We had sent an update a few months back on our progress with putting together several novel geospatial layers through well-engineered machine learning pipelines and computational algorithms, automatically updated, along with several longitudinal socio-ecological indicators to understand different stresses in a landscape, with primarily water security as the primary theme to start with. See this draft technical manual for details.
Our engineering pipelines are now robust and we can generate these layers and indicators for any administrative block upon request. We are therefore now eager to engage more closely with partners to develop new use-cases and additional layers that they would need. Please do write to us to discuss any requirements. We believe that across civil society organizations, social enterprises, journalists, academia, and research organizations, these datasets can provide immense value. Please drop an email to contact@core-stack.org.
In the meantime, you can also browse some of the outputs so far:
And take a look at the overall CoRE stack deck to understand our vision, including our flagship Commons Connect application to empower communities to do their own bottom-up participatory planning of natural resource management assets.
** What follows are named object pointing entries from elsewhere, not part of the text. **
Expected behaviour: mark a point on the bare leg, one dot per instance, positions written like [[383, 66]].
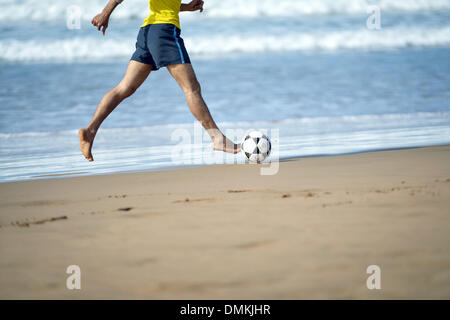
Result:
[[185, 76], [135, 75]]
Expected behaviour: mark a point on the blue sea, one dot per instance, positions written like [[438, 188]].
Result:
[[310, 71]]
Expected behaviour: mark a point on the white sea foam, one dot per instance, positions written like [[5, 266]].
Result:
[[26, 155], [47, 10], [92, 49]]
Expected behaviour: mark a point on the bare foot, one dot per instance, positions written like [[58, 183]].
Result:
[[86, 142], [226, 145]]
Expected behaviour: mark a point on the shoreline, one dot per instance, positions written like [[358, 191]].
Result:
[[181, 167], [226, 232]]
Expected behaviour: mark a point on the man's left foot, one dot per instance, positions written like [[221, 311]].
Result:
[[226, 145]]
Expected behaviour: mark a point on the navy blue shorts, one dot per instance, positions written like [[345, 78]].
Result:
[[160, 45]]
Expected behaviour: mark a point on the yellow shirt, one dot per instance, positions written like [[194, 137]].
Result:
[[163, 11]]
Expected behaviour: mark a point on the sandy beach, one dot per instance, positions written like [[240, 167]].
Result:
[[226, 232]]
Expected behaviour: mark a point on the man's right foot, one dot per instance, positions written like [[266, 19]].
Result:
[[86, 141]]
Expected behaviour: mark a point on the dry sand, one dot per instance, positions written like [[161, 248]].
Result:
[[225, 232]]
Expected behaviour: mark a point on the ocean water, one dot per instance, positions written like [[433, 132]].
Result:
[[309, 72]]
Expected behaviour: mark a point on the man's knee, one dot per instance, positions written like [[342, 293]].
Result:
[[124, 91], [193, 88]]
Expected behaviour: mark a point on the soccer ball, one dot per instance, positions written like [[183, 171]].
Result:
[[256, 146]]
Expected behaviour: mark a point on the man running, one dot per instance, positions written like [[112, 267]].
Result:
[[158, 45]]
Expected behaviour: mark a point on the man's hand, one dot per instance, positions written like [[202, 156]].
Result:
[[194, 5], [101, 22]]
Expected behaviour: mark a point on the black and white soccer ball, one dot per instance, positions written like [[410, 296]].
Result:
[[256, 146]]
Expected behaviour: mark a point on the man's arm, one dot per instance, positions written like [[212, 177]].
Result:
[[102, 19], [194, 5]]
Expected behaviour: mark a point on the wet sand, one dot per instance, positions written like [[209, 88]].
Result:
[[226, 232]]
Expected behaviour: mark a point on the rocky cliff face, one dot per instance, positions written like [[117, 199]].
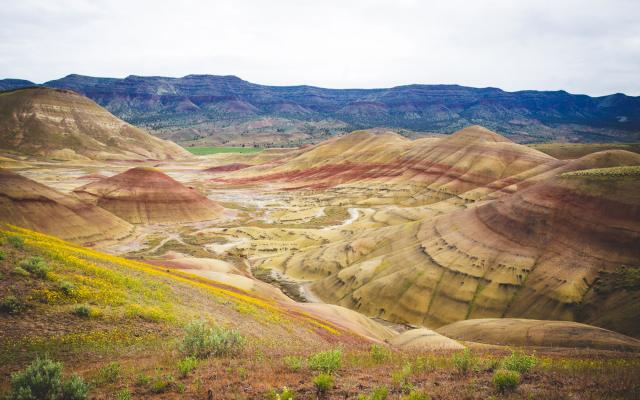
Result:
[[205, 104]]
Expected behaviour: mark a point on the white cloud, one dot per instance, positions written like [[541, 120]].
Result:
[[586, 46]]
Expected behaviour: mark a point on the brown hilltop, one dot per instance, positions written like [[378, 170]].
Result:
[[61, 124], [469, 158], [146, 195], [29, 204], [554, 249]]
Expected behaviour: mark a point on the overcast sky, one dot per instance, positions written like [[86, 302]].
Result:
[[582, 46]]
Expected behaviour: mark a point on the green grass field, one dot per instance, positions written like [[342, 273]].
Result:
[[204, 150]]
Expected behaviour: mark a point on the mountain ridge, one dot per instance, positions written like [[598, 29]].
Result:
[[204, 105]]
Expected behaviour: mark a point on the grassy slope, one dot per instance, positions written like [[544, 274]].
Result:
[[204, 150], [138, 311], [565, 151]]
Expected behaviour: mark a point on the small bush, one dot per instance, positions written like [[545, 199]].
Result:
[[66, 287], [202, 340], [401, 377], [42, 379], [21, 271], [110, 373], [414, 395], [187, 365], [505, 380], [123, 394], [463, 361], [294, 363], [36, 265], [16, 241], [143, 380], [12, 305], [519, 362], [326, 361], [162, 384], [379, 353], [423, 364], [379, 393], [323, 383], [82, 311], [285, 394], [75, 388]]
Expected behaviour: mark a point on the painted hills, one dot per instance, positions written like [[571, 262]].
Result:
[[146, 195], [60, 124], [31, 205], [501, 230], [200, 109]]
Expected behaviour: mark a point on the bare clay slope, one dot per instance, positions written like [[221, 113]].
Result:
[[61, 124], [551, 247], [146, 195], [32, 205], [470, 158]]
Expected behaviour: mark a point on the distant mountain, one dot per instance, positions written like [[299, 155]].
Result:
[[10, 84], [200, 109], [57, 123]]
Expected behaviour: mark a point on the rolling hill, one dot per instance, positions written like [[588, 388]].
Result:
[[31, 205], [198, 109], [501, 230], [60, 124], [146, 195]]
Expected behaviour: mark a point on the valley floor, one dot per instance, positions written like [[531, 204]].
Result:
[[260, 222]]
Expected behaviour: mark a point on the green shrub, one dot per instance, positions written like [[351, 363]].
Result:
[[414, 395], [326, 361], [187, 365], [463, 361], [110, 373], [428, 363], [285, 394], [21, 271], [66, 287], [16, 241], [294, 363], [202, 340], [123, 394], [42, 379], [75, 388], [323, 383], [143, 380], [379, 353], [519, 362], [36, 265], [379, 393], [401, 377], [12, 305], [82, 311], [505, 380]]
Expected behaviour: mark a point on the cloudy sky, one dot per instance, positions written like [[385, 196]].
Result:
[[582, 46]]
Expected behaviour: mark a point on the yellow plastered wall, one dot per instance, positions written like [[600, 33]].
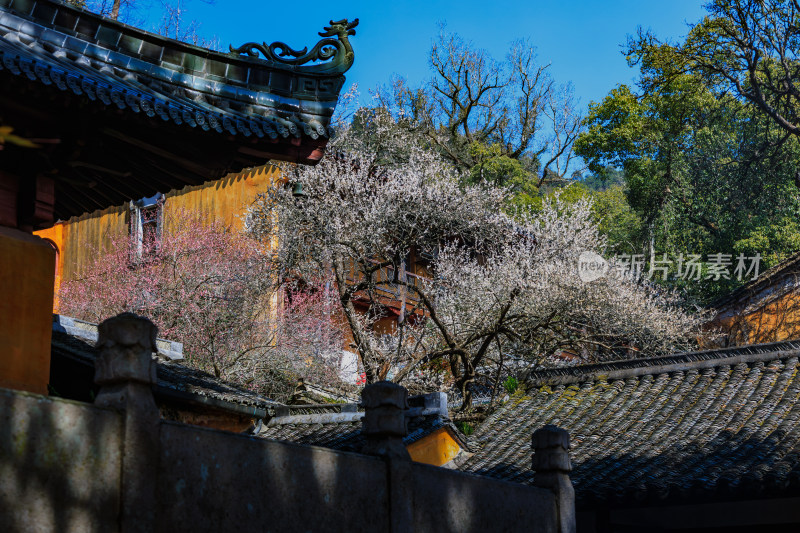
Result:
[[435, 449], [778, 320], [225, 200], [77, 240]]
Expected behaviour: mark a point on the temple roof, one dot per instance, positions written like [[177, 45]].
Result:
[[73, 357], [120, 113], [712, 425], [133, 70]]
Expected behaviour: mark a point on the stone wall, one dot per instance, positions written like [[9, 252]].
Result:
[[115, 466]]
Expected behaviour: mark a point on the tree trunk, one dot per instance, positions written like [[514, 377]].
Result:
[[369, 358]]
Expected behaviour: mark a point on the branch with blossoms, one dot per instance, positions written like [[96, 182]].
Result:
[[212, 288], [462, 282]]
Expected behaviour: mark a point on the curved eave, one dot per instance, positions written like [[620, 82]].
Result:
[[100, 59]]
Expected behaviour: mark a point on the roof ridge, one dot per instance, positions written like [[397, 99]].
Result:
[[659, 365]]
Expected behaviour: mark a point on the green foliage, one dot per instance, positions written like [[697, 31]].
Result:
[[704, 172], [511, 384]]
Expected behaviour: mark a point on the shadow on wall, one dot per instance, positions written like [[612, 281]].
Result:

We have prepared the following layers so far:
- Pan-India hydrological boundaries: Basins, Sub-basins, Watersheds, Micro-watersheds.
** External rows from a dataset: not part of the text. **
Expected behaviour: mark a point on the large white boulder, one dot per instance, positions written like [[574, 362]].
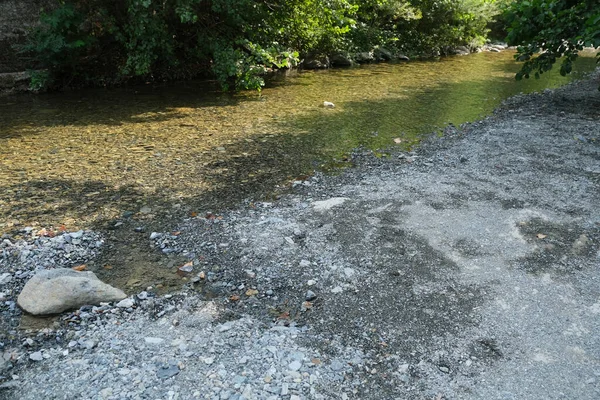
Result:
[[56, 290]]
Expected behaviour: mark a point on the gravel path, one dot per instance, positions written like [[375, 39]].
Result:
[[469, 269]]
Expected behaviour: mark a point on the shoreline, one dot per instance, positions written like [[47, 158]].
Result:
[[413, 269]]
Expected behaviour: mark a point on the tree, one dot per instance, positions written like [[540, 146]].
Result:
[[546, 30]]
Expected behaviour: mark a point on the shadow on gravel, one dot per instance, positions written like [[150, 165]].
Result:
[[561, 249]]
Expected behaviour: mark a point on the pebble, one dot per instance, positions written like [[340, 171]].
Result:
[[295, 365], [166, 372], [126, 303], [153, 340], [142, 295], [310, 295], [5, 278]]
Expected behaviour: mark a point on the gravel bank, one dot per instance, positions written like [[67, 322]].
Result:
[[469, 269]]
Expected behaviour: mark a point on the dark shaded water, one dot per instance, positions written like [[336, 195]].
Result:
[[84, 158]]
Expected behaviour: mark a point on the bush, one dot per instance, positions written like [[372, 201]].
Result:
[[547, 30]]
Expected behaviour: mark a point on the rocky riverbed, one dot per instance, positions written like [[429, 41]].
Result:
[[467, 269]]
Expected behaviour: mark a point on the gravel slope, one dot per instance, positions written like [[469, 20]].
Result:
[[469, 269]]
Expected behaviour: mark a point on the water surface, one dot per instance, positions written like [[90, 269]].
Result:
[[92, 157]]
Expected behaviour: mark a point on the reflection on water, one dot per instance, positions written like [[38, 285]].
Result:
[[86, 157]]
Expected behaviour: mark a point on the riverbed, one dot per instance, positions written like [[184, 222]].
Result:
[[128, 161]]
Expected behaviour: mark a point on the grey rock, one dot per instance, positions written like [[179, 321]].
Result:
[[126, 303], [76, 235], [444, 369], [295, 365], [5, 278], [167, 371], [153, 340], [310, 295], [57, 290]]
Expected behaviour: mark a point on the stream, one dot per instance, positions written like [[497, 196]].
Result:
[[116, 159]]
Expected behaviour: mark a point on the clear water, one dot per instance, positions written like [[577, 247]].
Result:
[[85, 157]]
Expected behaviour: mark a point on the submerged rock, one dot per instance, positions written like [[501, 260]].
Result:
[[54, 291]]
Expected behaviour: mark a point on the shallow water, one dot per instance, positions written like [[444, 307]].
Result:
[[84, 158]]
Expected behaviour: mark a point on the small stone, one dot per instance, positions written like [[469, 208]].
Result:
[[153, 340], [76, 235], [166, 372], [126, 303], [5, 278], [142, 295], [310, 295], [88, 344], [295, 365]]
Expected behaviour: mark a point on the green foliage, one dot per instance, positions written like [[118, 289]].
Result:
[[547, 30], [236, 41], [59, 42]]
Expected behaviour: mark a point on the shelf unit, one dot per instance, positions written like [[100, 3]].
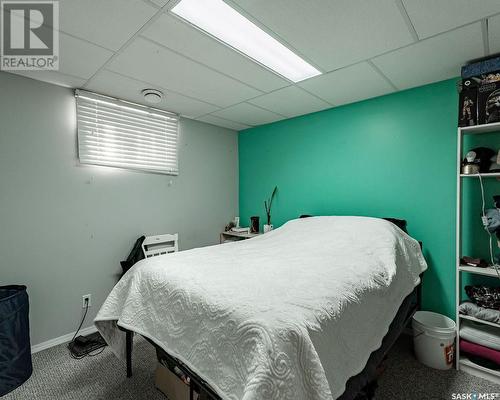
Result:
[[462, 362]]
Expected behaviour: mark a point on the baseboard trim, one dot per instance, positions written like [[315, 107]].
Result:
[[61, 339]]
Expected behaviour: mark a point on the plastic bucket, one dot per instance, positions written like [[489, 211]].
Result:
[[434, 339]]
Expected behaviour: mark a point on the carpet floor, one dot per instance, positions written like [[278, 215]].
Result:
[[57, 376]]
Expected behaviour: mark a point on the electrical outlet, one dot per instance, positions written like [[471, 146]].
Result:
[[86, 300]]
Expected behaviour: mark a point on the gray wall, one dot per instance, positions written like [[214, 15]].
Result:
[[65, 227]]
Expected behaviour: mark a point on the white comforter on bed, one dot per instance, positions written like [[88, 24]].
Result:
[[291, 314]]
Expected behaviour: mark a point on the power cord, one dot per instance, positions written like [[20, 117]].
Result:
[[72, 342], [484, 219]]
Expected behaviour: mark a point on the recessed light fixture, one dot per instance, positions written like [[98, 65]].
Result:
[[152, 96], [220, 20]]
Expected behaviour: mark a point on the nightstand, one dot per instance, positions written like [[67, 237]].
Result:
[[235, 236]]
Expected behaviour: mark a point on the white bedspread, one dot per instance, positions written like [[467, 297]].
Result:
[[291, 314]]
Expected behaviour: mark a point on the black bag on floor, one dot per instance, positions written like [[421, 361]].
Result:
[[15, 348]]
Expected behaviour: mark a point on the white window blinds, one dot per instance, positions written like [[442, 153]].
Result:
[[120, 134]]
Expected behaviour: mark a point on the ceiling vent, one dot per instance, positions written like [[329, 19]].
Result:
[[152, 96]]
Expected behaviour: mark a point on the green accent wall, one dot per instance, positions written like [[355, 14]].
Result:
[[392, 156]]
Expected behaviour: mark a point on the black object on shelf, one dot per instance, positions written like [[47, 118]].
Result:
[[15, 347]]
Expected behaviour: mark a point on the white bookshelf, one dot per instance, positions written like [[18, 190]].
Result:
[[462, 362]]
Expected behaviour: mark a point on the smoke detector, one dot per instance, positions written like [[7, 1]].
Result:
[[152, 96]]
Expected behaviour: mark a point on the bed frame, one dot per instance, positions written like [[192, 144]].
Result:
[[207, 393]]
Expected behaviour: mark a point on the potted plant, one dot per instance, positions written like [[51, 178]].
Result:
[[267, 205]]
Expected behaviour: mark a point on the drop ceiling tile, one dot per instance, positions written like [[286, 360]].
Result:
[[248, 114], [108, 23], [149, 62], [53, 77], [290, 101], [347, 85], [212, 119], [430, 17], [80, 58], [433, 59], [332, 34], [181, 37], [112, 84], [494, 34]]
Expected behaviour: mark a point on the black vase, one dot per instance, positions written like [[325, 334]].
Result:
[[254, 224]]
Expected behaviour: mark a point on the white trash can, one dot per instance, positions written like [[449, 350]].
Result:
[[434, 339]]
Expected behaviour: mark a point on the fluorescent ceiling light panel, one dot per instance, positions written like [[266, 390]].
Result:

- Pan-India drainage lines with stream orders.
- Hydrological layers, of fortnightly time-series since 2016 computed for each micro-watershed, available as a vector layer:
- Precipitation
- Evapotranspiration
- Runoff
- Net water balance, recharge:discharge ratio
- Cumulative change in water balance
- Climate indicators: Drought intensity and drought frequency for mild/moderate/severe drought in a micro-watershed, computed annually for micro-watersheds since 2016, available as a vector layer. Additional indicators that feed into drought computation include the length of dry spells, SPI, rainfall deviation, etc.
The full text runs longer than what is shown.